Hinter dem lateinischen Begriff „nucleus vestibularis“ steckt ein Werk, das zum Nachdenken anregt, das vielleicht Lebensphilosophien bereit hält. Frei übersetzt ist vom Kern des Gleichgewichtssinns die Rede. Die nach oben geöffnete Skulptur, die nicht auf festen Flächen steht, sondern auf Rundungen, gibt weitere Rätsel auf. Die Stadtgoldschmiedin hat dem Objekt an gegenüberliegenden Enden asphärische Linsen eingesetzt. Je nach Blickwinkel sieht verkleinert oder vergrößert sich die Welt dahinter. 

Zweigeteilte Arbeiten

Spannende Objekte sieht auch Gmünds Erster Bürgermeister Christian Baron bei Barbara Amstutz. In seiner Rede zur Eröffnung – wegen des Gewitterregens nicht auf dem Johannisplatz, sondern im Prediger Innenhof – spielt er dabei auf Arbeiten an, die zweigeteilt  sind, die für sich alleine stehen können, „aber  doch irgendwie zusammengehören“. Barbara Amstutz fertigte ein Silberobjekt, teilte es während der Entstehungsphase und fertigte zwei selbstständige Hälften. Die eine zur Vase, die andere zur Karaffe. In der Ausstellung nebeneinander präsentiert, ist die ursprüngliche Zusammengehörigkeit noch sichtbar. Die Gold- und Silberschmiedin geht nach Plan vor, bringt das Vorhaben zunächst aufs Papier. Aber irgendwann im Verlauf der Arbeit  am Objekt lässt sie dem Vorhaben freien Lauf. 
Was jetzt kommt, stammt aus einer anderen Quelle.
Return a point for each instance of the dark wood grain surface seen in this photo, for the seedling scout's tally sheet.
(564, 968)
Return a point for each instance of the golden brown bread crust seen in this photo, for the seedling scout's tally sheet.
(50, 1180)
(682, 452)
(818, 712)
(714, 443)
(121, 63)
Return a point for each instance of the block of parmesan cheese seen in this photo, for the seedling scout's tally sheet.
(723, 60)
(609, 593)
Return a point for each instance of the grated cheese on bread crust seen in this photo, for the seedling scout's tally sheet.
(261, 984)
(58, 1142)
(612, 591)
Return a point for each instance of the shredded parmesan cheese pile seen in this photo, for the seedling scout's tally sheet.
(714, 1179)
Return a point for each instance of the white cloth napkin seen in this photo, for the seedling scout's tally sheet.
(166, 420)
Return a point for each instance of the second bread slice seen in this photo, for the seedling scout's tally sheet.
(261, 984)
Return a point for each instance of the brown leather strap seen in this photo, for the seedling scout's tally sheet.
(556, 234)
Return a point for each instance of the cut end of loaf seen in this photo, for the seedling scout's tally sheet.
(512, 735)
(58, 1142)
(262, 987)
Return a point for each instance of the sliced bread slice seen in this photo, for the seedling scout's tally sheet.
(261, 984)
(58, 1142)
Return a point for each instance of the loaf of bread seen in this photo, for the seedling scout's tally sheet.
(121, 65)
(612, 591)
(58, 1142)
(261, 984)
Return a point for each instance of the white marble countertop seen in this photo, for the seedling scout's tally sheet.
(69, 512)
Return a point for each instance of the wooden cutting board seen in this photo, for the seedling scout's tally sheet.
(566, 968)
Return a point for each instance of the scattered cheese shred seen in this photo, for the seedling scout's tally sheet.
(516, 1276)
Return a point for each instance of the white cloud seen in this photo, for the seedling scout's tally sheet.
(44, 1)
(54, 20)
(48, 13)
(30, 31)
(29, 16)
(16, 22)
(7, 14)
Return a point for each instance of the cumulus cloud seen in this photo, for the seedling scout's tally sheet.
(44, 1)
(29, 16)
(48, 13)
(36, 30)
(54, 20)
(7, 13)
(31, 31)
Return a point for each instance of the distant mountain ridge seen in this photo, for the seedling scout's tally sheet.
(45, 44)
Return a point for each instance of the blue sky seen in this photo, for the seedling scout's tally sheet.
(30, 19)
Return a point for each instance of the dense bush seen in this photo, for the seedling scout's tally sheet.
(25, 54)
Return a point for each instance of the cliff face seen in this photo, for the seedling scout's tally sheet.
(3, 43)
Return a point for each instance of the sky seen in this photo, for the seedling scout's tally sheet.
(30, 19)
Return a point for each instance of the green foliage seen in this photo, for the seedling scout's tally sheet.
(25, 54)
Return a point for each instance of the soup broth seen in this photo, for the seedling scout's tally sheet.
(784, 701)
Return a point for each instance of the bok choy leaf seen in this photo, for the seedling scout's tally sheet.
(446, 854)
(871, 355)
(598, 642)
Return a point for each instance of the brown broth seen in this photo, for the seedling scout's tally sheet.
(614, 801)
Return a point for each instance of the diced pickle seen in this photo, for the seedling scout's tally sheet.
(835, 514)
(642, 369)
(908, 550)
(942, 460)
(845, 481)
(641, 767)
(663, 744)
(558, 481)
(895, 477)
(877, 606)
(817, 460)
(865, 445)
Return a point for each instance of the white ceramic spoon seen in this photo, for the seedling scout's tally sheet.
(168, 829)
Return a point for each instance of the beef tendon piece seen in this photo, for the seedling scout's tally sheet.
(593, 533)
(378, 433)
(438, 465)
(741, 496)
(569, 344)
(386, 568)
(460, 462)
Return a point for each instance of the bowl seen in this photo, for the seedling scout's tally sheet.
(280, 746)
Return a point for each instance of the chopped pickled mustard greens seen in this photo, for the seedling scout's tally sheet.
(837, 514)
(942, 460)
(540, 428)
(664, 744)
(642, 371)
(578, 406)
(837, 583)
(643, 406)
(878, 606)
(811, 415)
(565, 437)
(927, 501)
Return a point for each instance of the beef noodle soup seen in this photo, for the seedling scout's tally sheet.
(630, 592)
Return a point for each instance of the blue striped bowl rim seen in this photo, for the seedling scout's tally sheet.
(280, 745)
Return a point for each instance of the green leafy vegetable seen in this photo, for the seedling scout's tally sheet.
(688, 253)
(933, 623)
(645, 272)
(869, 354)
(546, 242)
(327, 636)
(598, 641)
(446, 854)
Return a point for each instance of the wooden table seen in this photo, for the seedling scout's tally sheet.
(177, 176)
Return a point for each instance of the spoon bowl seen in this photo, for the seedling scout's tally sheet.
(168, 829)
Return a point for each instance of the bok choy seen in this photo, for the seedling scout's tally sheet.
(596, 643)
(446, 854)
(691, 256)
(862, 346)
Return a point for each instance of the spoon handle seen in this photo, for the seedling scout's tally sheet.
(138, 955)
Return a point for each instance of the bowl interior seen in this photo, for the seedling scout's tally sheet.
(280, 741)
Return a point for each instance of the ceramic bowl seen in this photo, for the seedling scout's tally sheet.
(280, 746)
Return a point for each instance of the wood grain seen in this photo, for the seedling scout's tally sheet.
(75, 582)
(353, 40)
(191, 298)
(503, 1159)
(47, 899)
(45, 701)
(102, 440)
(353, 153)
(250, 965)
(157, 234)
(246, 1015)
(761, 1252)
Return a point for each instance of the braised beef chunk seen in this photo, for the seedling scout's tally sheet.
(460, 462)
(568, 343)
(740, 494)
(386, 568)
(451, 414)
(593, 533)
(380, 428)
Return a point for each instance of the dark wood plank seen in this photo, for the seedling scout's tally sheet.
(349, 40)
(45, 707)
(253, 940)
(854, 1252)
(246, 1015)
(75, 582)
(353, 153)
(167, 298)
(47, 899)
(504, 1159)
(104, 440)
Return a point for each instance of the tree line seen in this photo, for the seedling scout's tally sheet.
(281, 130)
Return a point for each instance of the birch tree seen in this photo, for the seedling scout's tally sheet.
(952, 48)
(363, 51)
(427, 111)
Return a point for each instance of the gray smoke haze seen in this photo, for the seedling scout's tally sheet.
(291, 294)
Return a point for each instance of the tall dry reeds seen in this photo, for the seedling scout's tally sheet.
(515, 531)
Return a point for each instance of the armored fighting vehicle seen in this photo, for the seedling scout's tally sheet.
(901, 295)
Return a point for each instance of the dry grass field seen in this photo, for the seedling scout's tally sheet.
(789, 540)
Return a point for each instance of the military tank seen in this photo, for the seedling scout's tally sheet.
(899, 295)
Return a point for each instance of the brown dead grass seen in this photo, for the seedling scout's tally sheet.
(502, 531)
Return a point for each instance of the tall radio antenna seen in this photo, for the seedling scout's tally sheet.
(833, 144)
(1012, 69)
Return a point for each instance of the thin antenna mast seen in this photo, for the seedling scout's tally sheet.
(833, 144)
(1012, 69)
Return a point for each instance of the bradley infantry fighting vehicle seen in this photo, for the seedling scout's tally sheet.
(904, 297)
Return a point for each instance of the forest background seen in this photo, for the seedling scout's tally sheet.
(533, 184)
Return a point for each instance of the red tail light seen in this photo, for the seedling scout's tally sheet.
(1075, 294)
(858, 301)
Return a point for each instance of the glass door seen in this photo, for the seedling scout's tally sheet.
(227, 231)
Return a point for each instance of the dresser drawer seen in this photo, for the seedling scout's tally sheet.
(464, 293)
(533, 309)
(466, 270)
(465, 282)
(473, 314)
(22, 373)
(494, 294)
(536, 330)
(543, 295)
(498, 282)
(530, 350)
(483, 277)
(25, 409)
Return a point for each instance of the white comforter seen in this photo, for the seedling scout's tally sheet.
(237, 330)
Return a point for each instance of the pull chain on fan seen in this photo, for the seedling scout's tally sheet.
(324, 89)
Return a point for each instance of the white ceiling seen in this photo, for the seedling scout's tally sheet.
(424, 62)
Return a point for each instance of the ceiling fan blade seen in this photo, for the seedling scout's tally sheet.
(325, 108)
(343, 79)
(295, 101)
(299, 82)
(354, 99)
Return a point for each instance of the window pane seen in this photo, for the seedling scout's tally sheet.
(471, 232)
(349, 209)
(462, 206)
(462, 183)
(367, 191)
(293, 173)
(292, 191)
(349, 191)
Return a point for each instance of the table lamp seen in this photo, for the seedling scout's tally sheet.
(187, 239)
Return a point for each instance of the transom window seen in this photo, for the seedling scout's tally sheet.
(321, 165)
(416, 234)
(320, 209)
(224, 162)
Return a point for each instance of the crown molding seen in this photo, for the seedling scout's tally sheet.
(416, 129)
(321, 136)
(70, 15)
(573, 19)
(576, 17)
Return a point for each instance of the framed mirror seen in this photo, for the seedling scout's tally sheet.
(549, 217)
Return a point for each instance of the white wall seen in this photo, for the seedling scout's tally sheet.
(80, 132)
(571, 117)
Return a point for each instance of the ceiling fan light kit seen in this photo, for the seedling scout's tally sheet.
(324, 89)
„Texturen“ ist die Ausstellung überschrieben, der Begriff lenke die Aufmerksamkeit auch auf die Oberflächen, so  Christian Baron. Die hätten bei Barbara Amstutz ihren eigenen Charakter, mal vom fein geführten Hammerschlag geprägt, mal vom glatten und polierten Material dominiert, manchmal durch Ätzungen auch entfremdet. „Eine hohe Kunst“, sagt der Erste Bürgermeister und schätzt es, dass Barbara Amstutz die nach Schwäbisch Gmünd trägt. Die Stadt, in der das Gold- und Silberschmiedehandwerk eine Jahrhunderte alte Tradition habe. Und in der es Initiativen gibt, die diese Tradition bewahren und die Fertigkeiten an die nächste Generation weitergeben. Dahinter stehe die Stiftung Gold- und Silberschmiedekunst, dahinter stehe vor allem Conrad Stütz, der sich seit mehr als 30 Jahren ums Thema Stadtgoldschmied kümmere und der zu den Mitbegründern des Hammerclubs zähle. Es ist eine Verbindung von Silberschmieden aus ganz Europa, jährlich findet an einem anderen Ort das Hammertreffen statt. 2014 war es in Schwäbisch Gmünd, damals konnte sich Barbara Amstutz einen ersten Eindruck von der Stadt machen. Christian Baron schätzt auch das Berufskolleg für Design, Schmuck und Gerät im Arenhaus am Marktplatz, in dem der Nachwuchs ausgebildet werde, dessen Chefin Sabine Fath die Ausstellungseröffnung verfolgte. 

Ein Workshop im August

Im Arenhaus findet ab 29. August auch der Workshop der Stadtgoldschmiedin statt, bei dem sie Teilnehmerinnen und Teilnehmer an ihren langjährigen Erfahrungen teilhaben lässt. Damit komme viel Fachwissen in die Stadt, sagt der Erste Bürgermeister und sieht darin eine gute Voraussetzung, dass dieses Handwerk Schwäbisch Gmünd erhalten bleibt.   Das musikalische Ausrufezeichen des Abends setzten  die „Esslinger Alphörner“.

Die Ausstellung „Barbara Amstutz – Texturen“ ist bis 26. Juni  Dienstag bis Freitag von 14 bis 17 Uhr, an Wochenenden von 11 bis 17 Uhr zu sehen.